Hughes Van Ellis, one in all three identified remaining survivors of the bloodbath during which a white mob killed a whole bunch of Black residents in Tulsa, Okla., in 1921, died on Monday at a veterans’ hospital in Denver. He was 102.
His dying was confirmed by his daughter Muriel Ellis Watson, who mentioned in a phone interview that her father had been receiving remedy for most cancers that had lately unfold to his mind.
Along with Lessie Benningfield Randle, 108, Mr. Ellis and his sister Viola Ford Fletcher, 109, have been the final identified survivors of the 1921 bloodbath, during which a closely armed white mob killed a whole bunch of Black residents and burned a lot of Tulsa’s affluent Greenwood neighborhood to the bottom. The killing and destruction made it one of many worst racist terror assaults in U.S. historical past.
On May 31, 1921, a Black man, Dick Rowland, was accused of sexually assaulting a white girl in an elevator in downtown Tulsa. After he was jailed, a bunch of armed Black individuals, fearful he could be lynched, gathered exterior the county courthouse to make sure his security.
Hundreds of white residents of Tulsa referred to as on the sheriff to show Mr. Rowland over and, in accordance with a 2001 report by the Oklahoma Commission to Study the Tulsa Race Riot of 1921, a Black man’s gun went off when a white man tried to seize it.
The white mob unfold out by means of downtown Tulsa, capturing Black individuals on sight and setting fireplace to companies in Greenwood. The destruction eradicated a thriving district referred to as Black Wall Street, the place Black entrepreneurs owned and ran eating places, resorts, theaters and different companies.
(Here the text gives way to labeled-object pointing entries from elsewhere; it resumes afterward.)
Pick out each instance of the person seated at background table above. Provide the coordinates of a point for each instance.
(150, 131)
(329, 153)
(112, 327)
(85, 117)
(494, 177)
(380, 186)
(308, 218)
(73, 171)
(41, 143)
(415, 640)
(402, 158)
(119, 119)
As many as 300 Black individuals have been killed and greater than 1,200 properties have been destroyed.
The expenses in opposition to Mr. Rowland have been finally dropped. The fee report mentioned the authorities concluded that he had more than likely tripped and stepped on the lady’s foot.
In 2020, Mr. Ellis, Ms. Fletcher and Ms. Randle joined descendants of different victims of the bloodbath in submitting a lawsuit in search of reparations for the losses they endured. Seven defendants have been named within the lawsuit, together with the town of Tulsa, the Tulsa County Sheriff’s Office, the Oklahoma National Guard and the town’s chamber of commerce.
Damario Solomon-Simmons, a lawyer for the plaintiffs, mentioned in a phone interview that he had filed extra arguments in court docket on Tuesday, and emphasised the urgency given the ages of the remaining plaintiffs.
“We’re in a race against time,” he added in a press release. “Neither the city of Tulsa nor the Tulsa County judicial system should be allowed to keep moving the finish line for the remaining survivors who have been fighting with their final breaths just to get their day in court.”
Hughes Van Ellis was born in Holdenville, Okla., on Jan. 11, 1921. He was not but 5 months previous on the time of the bloodbath, after which his dad and mom fled Tulsa with their six youngsters, leaving their residence and possessions, Ms. Watson mentioned. The household finally grew to eight youngsters.
“Because of the massacre, my family was driven out of our home,” Mr. Ellis informed members of a House Judiciary subcommittee in May 2021. “We were left with nothing. We were made refugees in our own country.”
He was drafted and served in an all-Black fight unit in World War II, Ms. Watson mentioned. He married Mable V. Ellis in 1942, finally settling in Oklahoma City.
Mr. Ellis labored as a sharecropper and as a mechanic at what’s now Tinker Air Force Base, Ms. Watson mentioned. He additionally labored as a janitor, a gardener and a gasoline station attendant, his daughter mentioned. He and his spouse finally had seven youngsters and settled in Denver. Ms. Ellis died in 2011.
In addition to his sister and Ms. Watson, Mr. Ellis’s survivors embody one other daughter, Malee V. Craft. Complete details about his survivors was not instantly out there.
After the Tulsa Race Massacre, officers set about erasing it from the town’s historic document. Victims have been buried in unmarked graves. Police information vanished. Newspaper articles about it have been eliminated earlier than the pages transferred to microfilm. Schools in Oklahoma weren’t instructed to show college students about it till 2002.
Mr. Ellis and the opposite survivors carried the expertise of the bloodbath with them previous age 100 as they sought reparations and a measure of justice.
“The Tulsa Race Massacre isn’t a footnote in a history book for us,” Mr. Ellis informed the House subcommittee in 2021. “We live with it every day, and the thought of what Greenwood was and what it could have been.”
“We aren’t just black-and-white pictures on a screen,” he added. “We are flesh and blood. I was there when it happened. I’m still here.”